In amongst that is their Reading and Leeds debut in August; they were amongst the first acts announced. “That was fucking hilarious!” laughs El. “The first announcement, Run the Jewels and Metallica!”

Mike’s similarly effusive. “I wanna see that shit! Straight the fuck up, you know I’m gonna see Metallica!”

“That’s classic, though. The guys who hate downloading, and the guys who gave their record away for free.”

“They hate downloading,” says Mike, “but I saw their documentary, and going by that, they fucking hate each other, too! I wanna see the Jaime Meline version of that shit - free downloads and we still love each other!”
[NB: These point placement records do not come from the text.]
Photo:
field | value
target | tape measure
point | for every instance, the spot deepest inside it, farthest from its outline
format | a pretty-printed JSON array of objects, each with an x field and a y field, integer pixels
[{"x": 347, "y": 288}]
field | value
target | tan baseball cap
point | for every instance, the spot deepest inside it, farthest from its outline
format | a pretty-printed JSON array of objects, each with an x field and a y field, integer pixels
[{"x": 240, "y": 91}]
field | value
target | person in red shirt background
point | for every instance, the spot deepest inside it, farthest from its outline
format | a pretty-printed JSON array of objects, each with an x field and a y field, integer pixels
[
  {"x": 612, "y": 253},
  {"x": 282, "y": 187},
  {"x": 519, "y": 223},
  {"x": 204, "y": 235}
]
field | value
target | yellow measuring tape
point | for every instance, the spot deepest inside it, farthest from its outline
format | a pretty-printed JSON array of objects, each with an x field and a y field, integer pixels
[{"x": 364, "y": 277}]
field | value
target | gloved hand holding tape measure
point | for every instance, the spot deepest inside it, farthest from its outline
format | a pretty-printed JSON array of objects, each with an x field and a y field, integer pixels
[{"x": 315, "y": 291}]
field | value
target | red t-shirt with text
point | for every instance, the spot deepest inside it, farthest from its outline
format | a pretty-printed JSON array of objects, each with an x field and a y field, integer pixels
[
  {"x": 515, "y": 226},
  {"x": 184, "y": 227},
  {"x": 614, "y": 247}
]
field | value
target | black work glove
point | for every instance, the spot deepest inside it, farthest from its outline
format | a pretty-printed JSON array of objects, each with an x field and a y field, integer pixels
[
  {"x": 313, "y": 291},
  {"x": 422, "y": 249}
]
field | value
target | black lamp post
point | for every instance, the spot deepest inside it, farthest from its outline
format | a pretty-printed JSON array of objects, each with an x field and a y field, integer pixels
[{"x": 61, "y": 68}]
And they do. It’s blindingly obvious that these guys really, really enjoy each other’s company, and perhaps that’s why Mike feels so confident in making ambitious forecasts for the future of Run the Jewels. “We figure we’re looking at a decade of music,” he says excitedly. “I challenge people to look at it like it’s Snoop and Dre, you know? Like it’s Cube and The Bomb Squad, or Cube and P. We’re making music together, whatever happens; even if you hear a new Killer Mike solo record, you’re gonna hear El-P rap - you’re always gonna hear our ideas mixed. I’ve waited a long time to say this; I’ve always loved music, and I’ve always loved moments in music, but I’m honestly in love with this crazy motherfucker. I’m in love with the records, I’m in love with the shows, I’m in love with the crew we run around with - I’m in love with this shit. I’m just gonna selfishly say it: we’re having the time of our fucking lives, and I hope you show up.”

Run the Jewels 2 is available now at runthejewels.net and via Mass Appeal. The duo play Field Day and Reading & Leeds this summer.